Perwakilan ABK, Kapten Marthinus Boro juga menyampaikan ucapan terima kasih atas bantuan pemerintah Indonesia dan Filipina dalam proses pemulangan mereka.
Setibanya di Indonesia, para ABK menjalani protokol kesehatan berupa karantina dan tes PCR Covid-19 lanjutan sebelum kembali ke daerah masing-masing.
Dalam kasus lainnya, tidak banyak cerita sukses seorang awak kapal perikanan Indonesia yang bekerja di luar negeri.
Ada yang tak diberi upah, bekerja non stop 18 jam lebih, hidup tak layak, kekurangan gizi, dianiaya, dipukuli dan sebagainya.
Kejadian yang dialami awak kapal perikanan Indonesia di luar negeri ini terus berulang saban tahun.
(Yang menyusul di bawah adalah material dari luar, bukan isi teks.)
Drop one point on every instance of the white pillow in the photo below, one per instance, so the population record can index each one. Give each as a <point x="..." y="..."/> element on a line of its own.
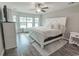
<point x="54" y="26"/>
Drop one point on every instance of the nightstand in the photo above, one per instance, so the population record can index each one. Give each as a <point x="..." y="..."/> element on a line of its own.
<point x="74" y="38"/>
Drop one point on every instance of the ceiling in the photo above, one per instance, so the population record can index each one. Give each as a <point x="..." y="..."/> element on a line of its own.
<point x="27" y="6"/>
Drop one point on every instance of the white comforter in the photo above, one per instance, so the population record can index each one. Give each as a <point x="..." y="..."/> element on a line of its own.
<point x="41" y="33"/>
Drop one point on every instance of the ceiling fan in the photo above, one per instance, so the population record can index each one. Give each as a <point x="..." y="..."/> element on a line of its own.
<point x="40" y="7"/>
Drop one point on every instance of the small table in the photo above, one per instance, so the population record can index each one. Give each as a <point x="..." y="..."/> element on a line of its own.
<point x="74" y="38"/>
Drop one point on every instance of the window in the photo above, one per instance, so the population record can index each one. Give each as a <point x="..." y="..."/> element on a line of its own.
<point x="22" y="19"/>
<point x="22" y="22"/>
<point x="14" y="18"/>
<point x="29" y="22"/>
<point x="36" y="22"/>
<point x="22" y="25"/>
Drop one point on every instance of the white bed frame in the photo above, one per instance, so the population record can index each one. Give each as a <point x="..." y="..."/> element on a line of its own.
<point x="61" y="20"/>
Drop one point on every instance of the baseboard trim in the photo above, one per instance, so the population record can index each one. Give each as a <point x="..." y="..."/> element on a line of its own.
<point x="2" y="53"/>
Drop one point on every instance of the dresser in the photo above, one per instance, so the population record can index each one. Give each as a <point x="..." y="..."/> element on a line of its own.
<point x="74" y="38"/>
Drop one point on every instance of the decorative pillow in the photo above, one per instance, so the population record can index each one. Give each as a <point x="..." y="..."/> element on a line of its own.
<point x="54" y="26"/>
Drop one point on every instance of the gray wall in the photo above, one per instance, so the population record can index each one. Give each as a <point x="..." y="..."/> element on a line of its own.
<point x="1" y="44"/>
<point x="72" y="14"/>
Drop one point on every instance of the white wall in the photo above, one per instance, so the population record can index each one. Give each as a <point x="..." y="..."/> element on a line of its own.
<point x="1" y="44"/>
<point x="72" y="14"/>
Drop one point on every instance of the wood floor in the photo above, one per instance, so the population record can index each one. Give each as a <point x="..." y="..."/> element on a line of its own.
<point x="24" y="48"/>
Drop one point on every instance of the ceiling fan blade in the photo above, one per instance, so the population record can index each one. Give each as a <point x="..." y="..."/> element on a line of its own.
<point x="45" y="8"/>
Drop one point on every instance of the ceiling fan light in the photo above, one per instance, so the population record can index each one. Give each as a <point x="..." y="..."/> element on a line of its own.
<point x="38" y="10"/>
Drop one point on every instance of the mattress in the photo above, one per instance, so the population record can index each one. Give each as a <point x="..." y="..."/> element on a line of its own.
<point x="42" y="34"/>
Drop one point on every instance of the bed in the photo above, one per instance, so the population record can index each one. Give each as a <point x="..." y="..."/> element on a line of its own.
<point x="47" y="34"/>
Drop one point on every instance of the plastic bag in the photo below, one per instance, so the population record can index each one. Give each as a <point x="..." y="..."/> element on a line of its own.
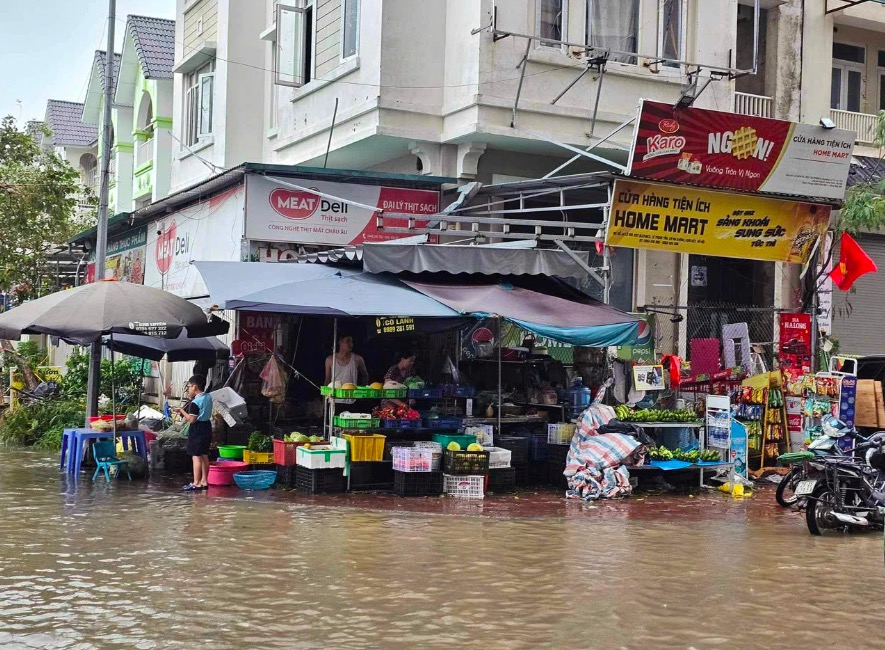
<point x="274" y="381"/>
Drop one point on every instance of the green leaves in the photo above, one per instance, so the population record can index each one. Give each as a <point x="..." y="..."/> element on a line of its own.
<point x="37" y="206"/>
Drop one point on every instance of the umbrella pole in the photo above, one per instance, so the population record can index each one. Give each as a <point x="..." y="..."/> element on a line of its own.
<point x="499" y="374"/>
<point x="334" y="364"/>
<point x="113" y="393"/>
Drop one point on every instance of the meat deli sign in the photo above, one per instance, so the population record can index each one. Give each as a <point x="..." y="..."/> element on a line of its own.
<point x="329" y="213"/>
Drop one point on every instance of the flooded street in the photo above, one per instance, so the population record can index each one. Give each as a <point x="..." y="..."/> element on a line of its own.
<point x="141" y="565"/>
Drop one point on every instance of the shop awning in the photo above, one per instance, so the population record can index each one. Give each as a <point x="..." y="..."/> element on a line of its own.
<point x="487" y="260"/>
<point x="317" y="290"/>
<point x="588" y="323"/>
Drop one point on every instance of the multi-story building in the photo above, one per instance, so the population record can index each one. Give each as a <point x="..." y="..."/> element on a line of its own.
<point x="141" y="154"/>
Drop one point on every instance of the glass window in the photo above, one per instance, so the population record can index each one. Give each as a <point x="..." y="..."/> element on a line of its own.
<point x="854" y="53"/>
<point x="614" y="25"/>
<point x="295" y="45"/>
<point x="351" y="28"/>
<point x="551" y="21"/>
<point x="198" y="103"/>
<point x="670" y="28"/>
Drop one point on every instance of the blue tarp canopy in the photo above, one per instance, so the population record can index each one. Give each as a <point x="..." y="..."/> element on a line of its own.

Tanpa ada kejelasan nasib mereka dan upaya pemerintah menghentikan tindakan perbudakan dalam bisnis perikanan.
Meski banyak kisah awak kapal perikanan Indonesia menghadapi dan mengalami perbudakan di kapal-kapal penangkap ikan asing, para pekerja di sektor ini terus bermunculan.
Rekrutmen melalui agen tenaga kerja dengan iming-iming gaji dan kehidupan yang lebih baik, membuat banyak orang Indonesia yang ingin bergelut sebagai awak kapal perikanan ini.
Akhir Mei 2019 kisah perbudakan awak perikanan Indonesia kembali menjadi sorotan media asing. Seperti di The South China Morning Post (SCMP), Agence France-Presse dan dw.com mengangkat kasus nelayan Indonesia yang bekerja di kapal penangkap ikan China.